32 mulheres e mais de 100 obras desafiam a trilogia Fado, Futebol e Fátima, na exposição coletiva “Na Terra do Triplo F – Formas e Figuração no Feminino”, patente até 15 de julho, na galeria Perve, em Lisboa.

Nomes relevantes da arte portuguesa e internacional como Ana Hatherly, Lourdes Castro, Vieira da Silva, Regina Frank, Salette Tavares, Rosa Ramalho ou Maryam Al Qassimi estão representados nesta mostra com curadoria de Carlos Cabral Nunes.

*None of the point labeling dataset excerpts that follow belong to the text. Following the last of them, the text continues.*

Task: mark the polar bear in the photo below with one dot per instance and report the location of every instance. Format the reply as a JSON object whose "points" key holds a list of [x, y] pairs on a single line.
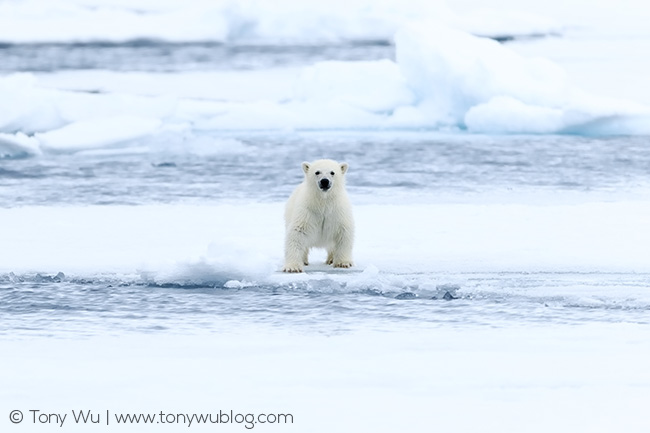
{"points": [[319, 214]]}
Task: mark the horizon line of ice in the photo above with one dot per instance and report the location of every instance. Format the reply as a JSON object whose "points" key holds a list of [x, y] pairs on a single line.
{"points": [[227, 21], [443, 80]]}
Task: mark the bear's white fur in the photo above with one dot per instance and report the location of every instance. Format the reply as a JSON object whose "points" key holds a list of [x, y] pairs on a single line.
{"points": [[321, 217]]}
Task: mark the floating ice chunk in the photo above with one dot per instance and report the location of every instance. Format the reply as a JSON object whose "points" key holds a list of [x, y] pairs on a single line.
{"points": [[98, 133], [451, 71], [18, 145], [507, 23], [24, 107], [374, 86], [504, 114], [75, 107]]}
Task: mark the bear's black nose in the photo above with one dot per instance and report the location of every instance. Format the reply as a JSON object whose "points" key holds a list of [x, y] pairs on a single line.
{"points": [[324, 184]]}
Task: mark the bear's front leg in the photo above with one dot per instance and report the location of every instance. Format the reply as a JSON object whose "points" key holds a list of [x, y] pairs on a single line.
{"points": [[295, 250], [342, 254]]}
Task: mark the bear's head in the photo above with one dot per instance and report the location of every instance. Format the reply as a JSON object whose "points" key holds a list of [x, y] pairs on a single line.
{"points": [[325, 174]]}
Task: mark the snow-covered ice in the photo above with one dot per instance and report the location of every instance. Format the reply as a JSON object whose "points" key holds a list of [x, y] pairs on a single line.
{"points": [[501, 279]]}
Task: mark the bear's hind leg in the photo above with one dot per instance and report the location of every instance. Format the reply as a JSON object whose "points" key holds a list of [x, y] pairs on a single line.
{"points": [[342, 254], [295, 250]]}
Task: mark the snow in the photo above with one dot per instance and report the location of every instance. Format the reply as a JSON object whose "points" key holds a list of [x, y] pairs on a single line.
{"points": [[443, 79], [233, 240], [510, 379], [101, 132], [284, 21], [467, 364]]}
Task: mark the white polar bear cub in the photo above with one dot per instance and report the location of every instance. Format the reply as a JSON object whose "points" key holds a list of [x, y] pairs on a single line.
{"points": [[319, 214]]}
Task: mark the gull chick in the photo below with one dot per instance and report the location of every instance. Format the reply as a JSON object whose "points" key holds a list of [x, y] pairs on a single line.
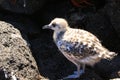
{"points": [[78, 46]]}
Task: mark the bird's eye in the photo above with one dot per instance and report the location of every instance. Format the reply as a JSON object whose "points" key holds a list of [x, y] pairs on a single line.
{"points": [[53, 24]]}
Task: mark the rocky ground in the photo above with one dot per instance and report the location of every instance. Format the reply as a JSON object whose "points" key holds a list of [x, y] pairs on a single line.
{"points": [[22, 39]]}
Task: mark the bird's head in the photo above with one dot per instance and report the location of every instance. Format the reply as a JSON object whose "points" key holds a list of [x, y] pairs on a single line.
{"points": [[57, 24]]}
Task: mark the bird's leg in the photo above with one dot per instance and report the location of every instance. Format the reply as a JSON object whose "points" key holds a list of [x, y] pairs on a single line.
{"points": [[76, 74], [81, 71]]}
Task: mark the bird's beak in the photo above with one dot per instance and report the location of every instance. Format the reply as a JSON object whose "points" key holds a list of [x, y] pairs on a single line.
{"points": [[46, 27]]}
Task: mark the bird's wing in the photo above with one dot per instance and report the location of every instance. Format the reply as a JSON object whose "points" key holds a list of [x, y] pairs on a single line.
{"points": [[81, 45]]}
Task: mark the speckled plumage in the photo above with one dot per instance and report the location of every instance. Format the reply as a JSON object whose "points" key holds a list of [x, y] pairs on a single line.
{"points": [[77, 45]]}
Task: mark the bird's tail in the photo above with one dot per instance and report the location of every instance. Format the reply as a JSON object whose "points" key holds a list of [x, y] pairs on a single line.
{"points": [[109, 55]]}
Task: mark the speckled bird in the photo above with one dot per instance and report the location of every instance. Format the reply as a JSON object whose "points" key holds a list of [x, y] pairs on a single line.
{"points": [[78, 46]]}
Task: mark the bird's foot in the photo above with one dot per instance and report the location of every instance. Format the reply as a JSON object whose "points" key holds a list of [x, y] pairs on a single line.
{"points": [[75, 75]]}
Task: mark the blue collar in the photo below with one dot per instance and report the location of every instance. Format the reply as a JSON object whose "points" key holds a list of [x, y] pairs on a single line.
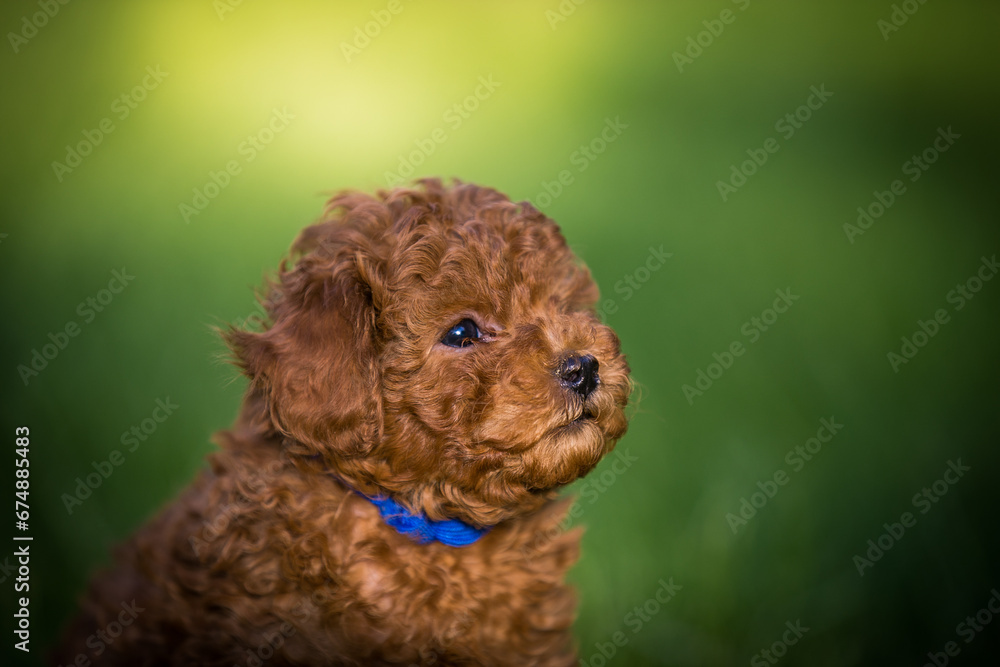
{"points": [[418, 527]]}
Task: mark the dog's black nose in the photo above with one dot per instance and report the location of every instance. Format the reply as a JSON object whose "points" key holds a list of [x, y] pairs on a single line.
{"points": [[579, 373]]}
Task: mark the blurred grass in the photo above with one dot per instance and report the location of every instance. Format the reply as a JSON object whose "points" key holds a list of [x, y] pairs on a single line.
{"points": [[655, 185]]}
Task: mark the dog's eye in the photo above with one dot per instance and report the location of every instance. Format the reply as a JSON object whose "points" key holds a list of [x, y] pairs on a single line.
{"points": [[462, 334]]}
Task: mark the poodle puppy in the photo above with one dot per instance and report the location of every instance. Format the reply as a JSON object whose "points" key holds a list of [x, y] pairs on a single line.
{"points": [[432, 370]]}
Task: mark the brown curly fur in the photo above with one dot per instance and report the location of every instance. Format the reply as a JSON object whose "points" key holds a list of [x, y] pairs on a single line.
{"points": [[271, 558]]}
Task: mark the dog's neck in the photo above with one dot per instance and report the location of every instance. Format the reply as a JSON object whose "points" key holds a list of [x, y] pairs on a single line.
{"points": [[450, 532], [417, 526]]}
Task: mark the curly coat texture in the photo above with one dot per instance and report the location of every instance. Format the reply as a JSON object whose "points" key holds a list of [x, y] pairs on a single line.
{"points": [[273, 557]]}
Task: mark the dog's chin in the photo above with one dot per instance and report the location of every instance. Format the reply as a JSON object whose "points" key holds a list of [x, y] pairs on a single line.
{"points": [[566, 453]]}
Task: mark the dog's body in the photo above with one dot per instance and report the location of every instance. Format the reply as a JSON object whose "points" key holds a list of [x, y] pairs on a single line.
{"points": [[437, 346]]}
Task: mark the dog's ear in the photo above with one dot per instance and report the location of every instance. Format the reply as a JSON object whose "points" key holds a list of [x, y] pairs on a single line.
{"points": [[314, 369]]}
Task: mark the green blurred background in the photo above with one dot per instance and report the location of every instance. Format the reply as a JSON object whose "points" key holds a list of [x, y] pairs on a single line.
{"points": [[563, 71]]}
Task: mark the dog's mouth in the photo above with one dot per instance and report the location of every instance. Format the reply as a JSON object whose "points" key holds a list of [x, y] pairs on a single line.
{"points": [[586, 415]]}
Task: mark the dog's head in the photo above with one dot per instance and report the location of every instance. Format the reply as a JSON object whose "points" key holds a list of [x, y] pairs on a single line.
{"points": [[438, 344]]}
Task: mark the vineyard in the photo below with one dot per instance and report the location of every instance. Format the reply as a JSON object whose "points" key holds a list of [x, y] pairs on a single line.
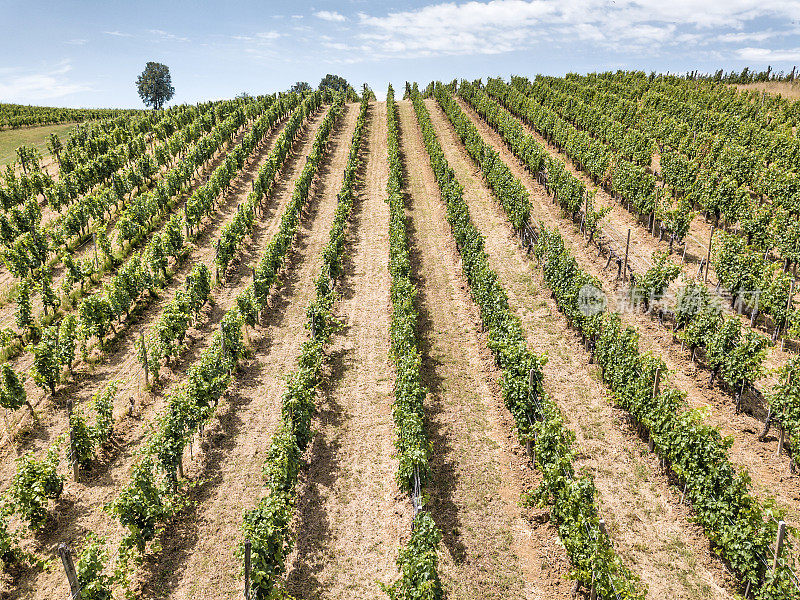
{"points": [[525, 338]]}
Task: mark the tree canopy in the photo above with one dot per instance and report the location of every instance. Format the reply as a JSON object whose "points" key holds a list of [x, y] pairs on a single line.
{"points": [[335, 83], [300, 86], [155, 85]]}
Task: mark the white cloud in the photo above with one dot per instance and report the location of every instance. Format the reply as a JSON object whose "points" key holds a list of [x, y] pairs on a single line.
{"points": [[749, 36], [639, 27], [330, 15], [165, 35], [766, 55], [31, 87]]}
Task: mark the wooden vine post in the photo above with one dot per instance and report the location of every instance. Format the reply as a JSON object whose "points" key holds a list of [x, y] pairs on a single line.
{"points": [[625, 265], [144, 355], [788, 309], [708, 255], [656, 382], [69, 568], [72, 450], [779, 543]]}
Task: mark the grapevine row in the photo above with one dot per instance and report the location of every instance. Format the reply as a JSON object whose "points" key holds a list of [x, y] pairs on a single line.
{"points": [[152, 496], [732, 352], [538, 419], [267, 525], [418, 560], [735, 521]]}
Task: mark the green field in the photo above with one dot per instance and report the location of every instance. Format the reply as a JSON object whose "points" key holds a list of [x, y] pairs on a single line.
{"points": [[12, 139]]}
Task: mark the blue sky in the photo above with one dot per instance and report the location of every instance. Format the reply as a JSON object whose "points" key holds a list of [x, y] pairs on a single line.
{"points": [[89, 53]]}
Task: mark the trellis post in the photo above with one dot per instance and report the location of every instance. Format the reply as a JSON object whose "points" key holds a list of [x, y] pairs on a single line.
{"points": [[627, 246], [708, 254], [69, 568]]}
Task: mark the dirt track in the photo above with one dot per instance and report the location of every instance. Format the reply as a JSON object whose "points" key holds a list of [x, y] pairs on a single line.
{"points": [[770, 473], [646, 521], [80, 509]]}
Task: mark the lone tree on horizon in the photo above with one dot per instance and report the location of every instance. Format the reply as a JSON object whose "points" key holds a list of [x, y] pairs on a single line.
{"points": [[155, 85]]}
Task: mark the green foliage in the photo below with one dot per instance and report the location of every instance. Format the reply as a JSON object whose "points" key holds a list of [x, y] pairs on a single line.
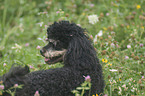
{"points": [[84, 86], [121, 21]]}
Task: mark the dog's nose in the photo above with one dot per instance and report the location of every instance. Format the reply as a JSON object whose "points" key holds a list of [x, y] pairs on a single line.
{"points": [[41, 52]]}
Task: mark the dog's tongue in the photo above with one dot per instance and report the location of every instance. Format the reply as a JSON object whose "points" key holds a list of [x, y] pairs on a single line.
{"points": [[46, 59]]}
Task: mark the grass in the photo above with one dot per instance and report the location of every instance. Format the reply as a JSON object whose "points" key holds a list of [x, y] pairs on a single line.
{"points": [[122, 24]]}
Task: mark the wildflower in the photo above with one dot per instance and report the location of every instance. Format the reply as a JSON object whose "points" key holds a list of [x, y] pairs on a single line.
{"points": [[1, 87], [130, 79], [91, 5], [57, 12], [45, 26], [104, 60], [100, 33], [37, 93], [127, 26], [128, 46], [79, 25], [16, 85], [46, 39], [27, 44], [38, 47], [91, 37], [31, 67], [105, 28], [142, 27], [93, 19], [141, 45], [41, 23], [138, 7], [4, 64], [95, 39], [126, 57], [112, 44], [107, 14], [87, 78], [17, 47], [113, 70], [124, 86], [120, 90]]}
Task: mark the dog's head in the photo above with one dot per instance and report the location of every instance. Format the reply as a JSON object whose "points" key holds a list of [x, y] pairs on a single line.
{"points": [[60, 35]]}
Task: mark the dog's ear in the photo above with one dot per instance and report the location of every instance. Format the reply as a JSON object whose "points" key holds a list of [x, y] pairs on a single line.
{"points": [[80, 53]]}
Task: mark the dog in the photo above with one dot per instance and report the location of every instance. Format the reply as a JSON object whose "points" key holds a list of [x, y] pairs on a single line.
{"points": [[70, 45]]}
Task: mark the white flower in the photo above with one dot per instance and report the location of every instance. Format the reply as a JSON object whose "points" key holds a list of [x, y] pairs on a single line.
{"points": [[113, 70], [100, 33], [93, 19]]}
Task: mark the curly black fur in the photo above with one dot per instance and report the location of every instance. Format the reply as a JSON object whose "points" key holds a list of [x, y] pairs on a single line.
{"points": [[79, 60]]}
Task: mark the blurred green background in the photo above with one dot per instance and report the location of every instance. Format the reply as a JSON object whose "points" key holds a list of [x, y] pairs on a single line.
{"points": [[23, 25]]}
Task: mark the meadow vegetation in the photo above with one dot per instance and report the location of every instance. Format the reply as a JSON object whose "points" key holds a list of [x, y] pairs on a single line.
{"points": [[118, 36]]}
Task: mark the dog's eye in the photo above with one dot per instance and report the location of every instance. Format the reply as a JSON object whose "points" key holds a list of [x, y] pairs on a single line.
{"points": [[46, 39]]}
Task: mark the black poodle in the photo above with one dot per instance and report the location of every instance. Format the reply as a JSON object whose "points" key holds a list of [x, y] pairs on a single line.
{"points": [[69, 44]]}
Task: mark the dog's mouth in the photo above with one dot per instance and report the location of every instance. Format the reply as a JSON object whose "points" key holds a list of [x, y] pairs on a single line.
{"points": [[52, 57]]}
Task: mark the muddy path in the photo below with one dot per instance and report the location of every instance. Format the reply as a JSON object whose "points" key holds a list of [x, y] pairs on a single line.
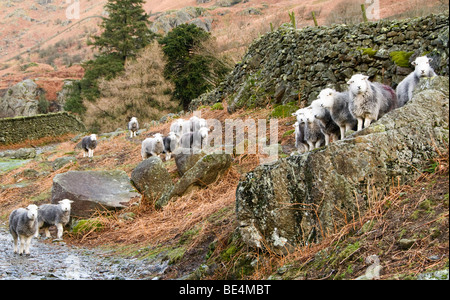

A exposição surge numa altura em que parecem estar de volta a os três Fs, que, culturalmente, foram uma das marcas do Estado Novo. A vinda do Papa a Fátima, no último 13 de maio, para assinalar a canonização dos três pastorinhos e o centenário das aparições, a vitória de Salvador Sobral na Eurovisão e o Benfica a conquistar o tetra campeonato são citados pelo curador como exemplos desse ressurgimento.


“A ideia foi pegar, justamente, nesse chavão, quase um estigma, sobre o país, esta terra, que vem do tempo da ditadura: o país dos três Fs”, explica em declarações ao Delas.pt.


A partir daí, as artistas, provenientes de diferentes países, apresentam uma nova trilogia: formas e figurações que refletem o olhar artístico feminino sobre o mundo e a contemporaneidade.

Como se conjugam essas perspetivas com uma leitura cultural tão nacional, marcada pelos três Fs? Carlos Cabral Nunes responde: “Fátima transforma o país quase no culto a uma mulher, a mulher santificada, mas ainda assim mulher – que é Maria. Pegando nisso achámos que era interessante reproduzir os três Fs de outra maneira e, lá está, o subtítulo é “Formas e Figuração no Feminino”. Ou seja, esta terra é, de facto, uma terra das formas e figuração no feminino. Depois, as autoras, com origens diversas, juntam-se nesta terra para celebrar outros três Fs.”

Portugal, Alemanha, Polónia, Moçambique, Angola, Guiné-Bissau, Brasil, Emirados Árabes Unidos, Hungria e Itália são os países representados nesta mostra, organizada em seis núcleos e composta por pintura, desenho, colagem, escultura, instalação e fotografia.

Uma inspiração com mais de uma década
Na galeria é possível ver também uma aplicação com uma componente interativa feita para a exposição ‘Sulcos Roxos do Olhar’, organizada há mais de uma década, com artistas de Portugal, Moçambique e Brasil, e que serve de base à mostra atual.

“15 anos depois achámos que era interessante fazer uma mostra que pegasse nesse conceito do estado da arte no feminino, para refletir sobre a contemporaneidade. E numa mostra muito mais alargada, com 32 artistas, de mais países e também de mais gerações”, explica o curador.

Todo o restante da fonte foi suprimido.